Sorry for the unimportant rant. I think I still may be annoyed about the use of Meghan on Rock of Love. I mean, she WON another reality show. It's not even like she was flying under the radar on her last show. At least let's pretend that all of these reality show contestants aren't just wannabe actors looking for a break, since that always seems to be the offense that gets them kicked off.
Posted by: Linda | January 25, 2008 at 02:43 PM
Mac, if she swiped Claire's outfit, she'd be straight out of 'Better Off Dead.'
Posted by: Brook | January 25, 2008 at 02:46 PM
"At the very least, this means that I should probably reread Possessing the Secret of Joy, which is my second favorite Alice Walker book and not at all because of the hot-button issue, as it were. Gotta get to referencing!"

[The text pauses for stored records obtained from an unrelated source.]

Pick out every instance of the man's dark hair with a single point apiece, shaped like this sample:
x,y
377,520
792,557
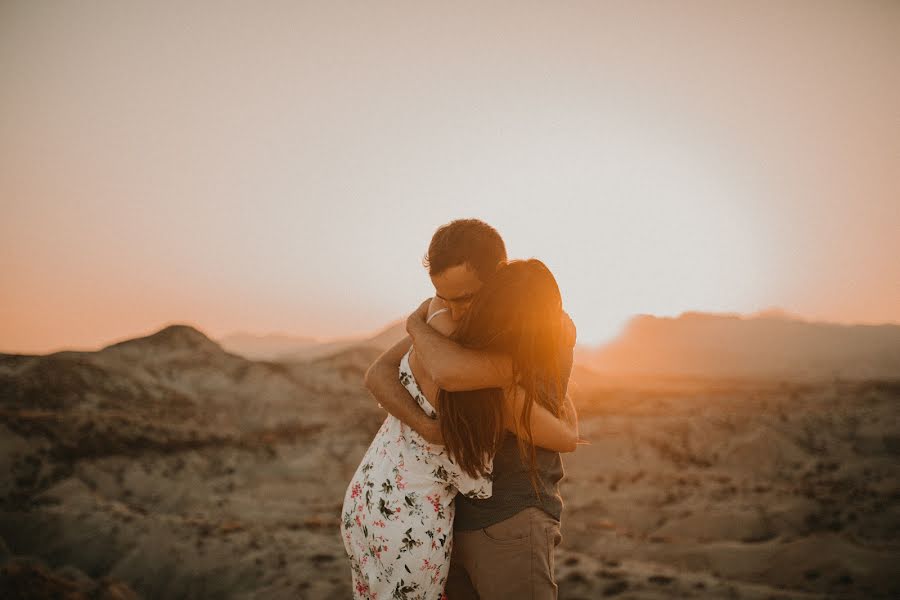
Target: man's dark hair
x,y
465,241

Okay why did this sentence make me think of Sassafrass "Sassy" Cypress Indigo? FOR THE SECOND TIME THIS WEEK? Sassy's magical tarantulaism is haunting me. Much like the rooster in Possessing the Secret of Joy??? Something synchronicycal is a-brewin'!
Posted by: mariaaaaa | January 25, 2008 at 02:49 PM
I'm just waiting til the show debuts so I can figure out how some of these names are pronounced.